I was curious how to find the optimal way of multiplying two matrices, C = A*B. I wrote a program that does it in 5 different ways:
a) a triple nested loop in the main program,
b) the same code as a subroutine
c) the matmul function in F95
d) the DGEMM library routine from BLAS
e) my own compilation of the DGEMM source (F77 code!)

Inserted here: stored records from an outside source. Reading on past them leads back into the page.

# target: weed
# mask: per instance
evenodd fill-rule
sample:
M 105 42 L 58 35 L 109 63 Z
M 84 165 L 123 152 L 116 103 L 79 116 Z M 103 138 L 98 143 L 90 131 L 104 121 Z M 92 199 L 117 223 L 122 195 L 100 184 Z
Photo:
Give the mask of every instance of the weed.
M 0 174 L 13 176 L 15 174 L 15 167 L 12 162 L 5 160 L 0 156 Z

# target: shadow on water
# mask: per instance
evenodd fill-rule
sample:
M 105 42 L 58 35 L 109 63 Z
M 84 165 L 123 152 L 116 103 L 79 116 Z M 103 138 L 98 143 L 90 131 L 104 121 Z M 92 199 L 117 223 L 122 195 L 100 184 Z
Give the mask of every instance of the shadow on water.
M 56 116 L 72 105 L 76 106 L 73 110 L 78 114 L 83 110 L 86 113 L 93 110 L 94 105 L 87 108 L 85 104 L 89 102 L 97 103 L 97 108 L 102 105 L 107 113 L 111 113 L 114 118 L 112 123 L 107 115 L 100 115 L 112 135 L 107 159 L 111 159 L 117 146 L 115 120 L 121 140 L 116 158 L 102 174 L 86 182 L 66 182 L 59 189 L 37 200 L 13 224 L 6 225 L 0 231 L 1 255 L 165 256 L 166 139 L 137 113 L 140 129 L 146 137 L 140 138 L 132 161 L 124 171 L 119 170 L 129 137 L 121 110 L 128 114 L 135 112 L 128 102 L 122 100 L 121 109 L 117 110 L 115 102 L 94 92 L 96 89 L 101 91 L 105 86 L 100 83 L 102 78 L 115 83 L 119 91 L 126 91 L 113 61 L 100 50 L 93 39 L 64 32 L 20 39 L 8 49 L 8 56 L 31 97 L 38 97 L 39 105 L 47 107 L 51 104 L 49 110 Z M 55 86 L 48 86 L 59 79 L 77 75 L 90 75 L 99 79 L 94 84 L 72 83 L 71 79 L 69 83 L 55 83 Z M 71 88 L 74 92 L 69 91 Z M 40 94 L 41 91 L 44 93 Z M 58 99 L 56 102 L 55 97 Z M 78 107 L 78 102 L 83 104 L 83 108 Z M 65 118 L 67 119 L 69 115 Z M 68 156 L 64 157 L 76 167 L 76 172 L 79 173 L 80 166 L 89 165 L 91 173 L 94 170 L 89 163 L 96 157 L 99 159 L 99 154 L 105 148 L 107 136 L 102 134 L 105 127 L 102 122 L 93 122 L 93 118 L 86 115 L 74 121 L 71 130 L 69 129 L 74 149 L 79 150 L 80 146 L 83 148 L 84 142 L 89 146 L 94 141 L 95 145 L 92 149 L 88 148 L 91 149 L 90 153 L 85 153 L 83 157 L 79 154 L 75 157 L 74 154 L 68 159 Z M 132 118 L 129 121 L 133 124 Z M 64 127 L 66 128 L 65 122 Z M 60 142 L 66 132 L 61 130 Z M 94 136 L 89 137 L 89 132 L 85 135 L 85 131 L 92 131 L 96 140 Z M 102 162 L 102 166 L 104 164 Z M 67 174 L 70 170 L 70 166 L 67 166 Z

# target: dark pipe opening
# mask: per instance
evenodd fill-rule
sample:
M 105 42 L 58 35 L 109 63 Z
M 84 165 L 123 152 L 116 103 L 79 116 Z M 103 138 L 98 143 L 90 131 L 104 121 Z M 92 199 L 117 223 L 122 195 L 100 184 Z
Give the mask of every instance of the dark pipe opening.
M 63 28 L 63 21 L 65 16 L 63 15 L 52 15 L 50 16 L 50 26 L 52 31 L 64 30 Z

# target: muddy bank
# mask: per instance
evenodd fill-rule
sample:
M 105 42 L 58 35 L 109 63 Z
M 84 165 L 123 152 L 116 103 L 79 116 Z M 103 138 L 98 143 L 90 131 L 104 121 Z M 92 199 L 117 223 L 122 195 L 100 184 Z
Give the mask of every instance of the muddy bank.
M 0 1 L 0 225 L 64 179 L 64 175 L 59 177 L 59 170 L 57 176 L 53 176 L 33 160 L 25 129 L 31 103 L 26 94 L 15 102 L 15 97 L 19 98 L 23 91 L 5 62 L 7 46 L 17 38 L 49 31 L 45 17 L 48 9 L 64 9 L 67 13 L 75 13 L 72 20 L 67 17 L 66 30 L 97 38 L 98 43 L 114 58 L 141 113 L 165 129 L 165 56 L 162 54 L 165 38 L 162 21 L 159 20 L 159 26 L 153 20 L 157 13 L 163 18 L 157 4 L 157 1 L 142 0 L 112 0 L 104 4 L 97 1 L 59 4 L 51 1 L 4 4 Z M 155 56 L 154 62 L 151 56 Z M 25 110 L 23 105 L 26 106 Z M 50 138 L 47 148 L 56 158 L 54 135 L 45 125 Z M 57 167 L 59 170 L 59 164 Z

I tried optimization levels O3, O4, and O5, combined with Math=0, 3, 6, and 10. Here is the timing I get (for N=1000) with OMP_GET_WTIME() and the opemMP-option switched on in Project options:
Explicit loop My subroutine matmul DGEMM-library DGEMM compiled
O3, Math=0 0.61 1.44 1.38 2.98 2.98
O4, Math=0 0.57 1.46 1.40 2.97 2.96
O5, Math=0 0.60 0.49 0.49 3.12 3.13
O3, Math=3 0.60 1.47 1.20 3.03 0.93
O4, Math=3 0.61 1.45 1.21 2.99 0.94
O5, Math=3 0.46 0.43 0.43 3.11 1.00
O3, Math=6 0.60 1.45 1.20 3.00 0.94
O4, Math=6 0.59 1.46 1.24 3.03 0.94
O5, Math=6 0.46 0.42 0.51 3.10 0.97
O3, Math=10 1.08 1.37 1.11 2.96 0.93
O4, Math=10 1.12 1.39 1.00 2.97 0.93
O5, Math=10 0.46 0.42 0.43 3.12 0.98
These are the strange obsevations:
a) „explicit loop“ and „My subroutine“ are exactly the same code. Nevertheless, “explicit loop” is not affected by any optimization settings, except that it gets slow with Math=10 and O3 or O4. The subroutine is always three times slower than the explicit code, except with O5.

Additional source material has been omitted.